Blueberry goat cheese arugula salad

Good afternoon to my three followers!

I am really missing eating out this week so I ordered out Thai on Sunday night from Silver Spoon and it was SO good. I then heated up the leftovers Curry on Tuesday with some chicken + rice and more veggies. I truthfully didn’t cook much this week but wanted to do a big freezer cleanout!

Wednesday rolls around, I decided I really wanted pizza and a salad so I popped in a GF cheese cauliflower crust pizza from Trader Joes and made a quick and easy salad and boom that was Wednesday night. I use a pizza crisper pan to get the pizza super crispy and added some shredded basil just for a fresh bite.

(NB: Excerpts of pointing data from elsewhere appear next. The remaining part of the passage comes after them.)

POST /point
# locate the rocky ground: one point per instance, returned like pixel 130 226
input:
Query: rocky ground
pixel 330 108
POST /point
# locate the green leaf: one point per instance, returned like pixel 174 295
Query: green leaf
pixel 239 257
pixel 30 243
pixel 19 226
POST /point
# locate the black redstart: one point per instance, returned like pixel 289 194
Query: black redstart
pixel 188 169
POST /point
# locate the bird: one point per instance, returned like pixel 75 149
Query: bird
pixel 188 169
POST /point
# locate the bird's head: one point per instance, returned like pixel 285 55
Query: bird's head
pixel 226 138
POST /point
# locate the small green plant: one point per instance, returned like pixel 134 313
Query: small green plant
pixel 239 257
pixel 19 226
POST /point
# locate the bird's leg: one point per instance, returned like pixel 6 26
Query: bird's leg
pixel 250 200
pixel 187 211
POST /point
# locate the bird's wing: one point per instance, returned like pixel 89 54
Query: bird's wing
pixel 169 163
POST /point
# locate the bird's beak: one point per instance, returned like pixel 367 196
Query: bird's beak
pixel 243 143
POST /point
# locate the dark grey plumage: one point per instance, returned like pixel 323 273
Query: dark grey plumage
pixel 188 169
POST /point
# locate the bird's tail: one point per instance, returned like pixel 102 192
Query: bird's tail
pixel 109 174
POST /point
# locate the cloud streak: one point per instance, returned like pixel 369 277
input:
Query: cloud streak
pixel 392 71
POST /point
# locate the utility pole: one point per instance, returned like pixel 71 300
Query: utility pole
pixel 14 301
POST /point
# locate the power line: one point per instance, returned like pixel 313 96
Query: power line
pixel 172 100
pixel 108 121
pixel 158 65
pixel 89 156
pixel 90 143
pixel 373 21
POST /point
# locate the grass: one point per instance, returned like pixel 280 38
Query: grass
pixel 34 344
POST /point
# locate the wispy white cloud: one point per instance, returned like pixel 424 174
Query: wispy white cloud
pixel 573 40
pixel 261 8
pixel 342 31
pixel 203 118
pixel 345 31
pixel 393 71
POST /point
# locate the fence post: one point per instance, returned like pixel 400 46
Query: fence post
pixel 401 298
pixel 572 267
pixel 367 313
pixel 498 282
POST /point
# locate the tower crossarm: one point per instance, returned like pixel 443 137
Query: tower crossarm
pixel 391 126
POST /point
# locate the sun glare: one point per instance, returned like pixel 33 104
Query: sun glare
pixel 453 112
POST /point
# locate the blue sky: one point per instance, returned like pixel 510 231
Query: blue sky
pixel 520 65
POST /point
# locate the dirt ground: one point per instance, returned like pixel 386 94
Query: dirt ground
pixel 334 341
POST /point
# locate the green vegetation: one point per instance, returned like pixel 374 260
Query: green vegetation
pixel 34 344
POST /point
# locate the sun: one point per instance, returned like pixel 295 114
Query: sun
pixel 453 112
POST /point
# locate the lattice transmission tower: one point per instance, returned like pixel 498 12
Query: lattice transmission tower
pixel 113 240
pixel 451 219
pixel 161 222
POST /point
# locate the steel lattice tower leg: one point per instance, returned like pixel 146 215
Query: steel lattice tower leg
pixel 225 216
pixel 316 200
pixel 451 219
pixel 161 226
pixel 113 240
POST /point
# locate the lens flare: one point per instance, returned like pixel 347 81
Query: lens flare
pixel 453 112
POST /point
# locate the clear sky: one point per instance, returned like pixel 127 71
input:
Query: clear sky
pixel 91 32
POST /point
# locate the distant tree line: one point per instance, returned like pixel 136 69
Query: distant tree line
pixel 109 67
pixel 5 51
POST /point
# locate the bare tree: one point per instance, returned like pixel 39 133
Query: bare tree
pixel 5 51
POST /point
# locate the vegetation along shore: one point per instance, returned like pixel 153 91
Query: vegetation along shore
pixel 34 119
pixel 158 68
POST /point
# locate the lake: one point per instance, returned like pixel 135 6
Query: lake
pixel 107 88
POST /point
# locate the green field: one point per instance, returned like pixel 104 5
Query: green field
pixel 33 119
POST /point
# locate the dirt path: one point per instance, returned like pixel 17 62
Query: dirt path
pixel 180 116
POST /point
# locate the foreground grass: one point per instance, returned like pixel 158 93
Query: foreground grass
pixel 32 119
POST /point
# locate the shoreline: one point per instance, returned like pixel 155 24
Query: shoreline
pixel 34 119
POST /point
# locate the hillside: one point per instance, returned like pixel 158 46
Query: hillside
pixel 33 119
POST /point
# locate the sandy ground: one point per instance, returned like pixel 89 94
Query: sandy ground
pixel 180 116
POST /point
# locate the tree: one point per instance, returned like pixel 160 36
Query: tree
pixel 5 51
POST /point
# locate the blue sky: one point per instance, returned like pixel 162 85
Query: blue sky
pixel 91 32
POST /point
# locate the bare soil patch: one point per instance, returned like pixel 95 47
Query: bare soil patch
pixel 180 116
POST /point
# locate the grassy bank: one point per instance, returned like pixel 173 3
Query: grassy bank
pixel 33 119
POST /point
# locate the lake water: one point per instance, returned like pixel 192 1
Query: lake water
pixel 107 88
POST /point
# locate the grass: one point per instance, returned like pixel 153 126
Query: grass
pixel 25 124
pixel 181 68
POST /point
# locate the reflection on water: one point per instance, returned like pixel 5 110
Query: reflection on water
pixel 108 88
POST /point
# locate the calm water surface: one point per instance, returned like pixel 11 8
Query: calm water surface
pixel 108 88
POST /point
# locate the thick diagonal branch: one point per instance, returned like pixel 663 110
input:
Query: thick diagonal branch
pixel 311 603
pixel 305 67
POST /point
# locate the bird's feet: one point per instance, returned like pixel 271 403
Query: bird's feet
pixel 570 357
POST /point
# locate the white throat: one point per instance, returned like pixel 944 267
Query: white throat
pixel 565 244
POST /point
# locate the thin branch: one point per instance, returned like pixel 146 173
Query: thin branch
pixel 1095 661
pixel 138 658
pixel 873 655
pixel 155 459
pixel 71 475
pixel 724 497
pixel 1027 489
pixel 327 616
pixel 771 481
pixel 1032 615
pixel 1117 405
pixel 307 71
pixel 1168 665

Thursday I heated up the frozen Cioppino from Trader Joes and doctored it up a bit but MAN was that tasty… dipped some crusty sourdough bread in it.

BUT BACK TO THE ONE THING I MADE HOMEMADE THIS WEEK… this super yummy salad.

I randomly had some blueberry goat cheese and instantly knew I wanted it in a salad. Paired with peppery arugula and watercress… so perfect for Spring!

Ingredients

Peeled and deveined shrimp

Blueberry goat cheese

Champagne vinaigrette (I use Brianna’s!)

Arugula

Watercress

Chopped Himalayan sea salt almonds

Fresh blueberries

 

Method:

Sautee your shrimp in a little olive oil over medium heat and season with a little garlic salt + pepper. Once cooked, cool for about 5 minutes so your salad doesn’t become wilted. Toss together your ingredients for your salad and top with the shrimp! It’s so easy and delicious.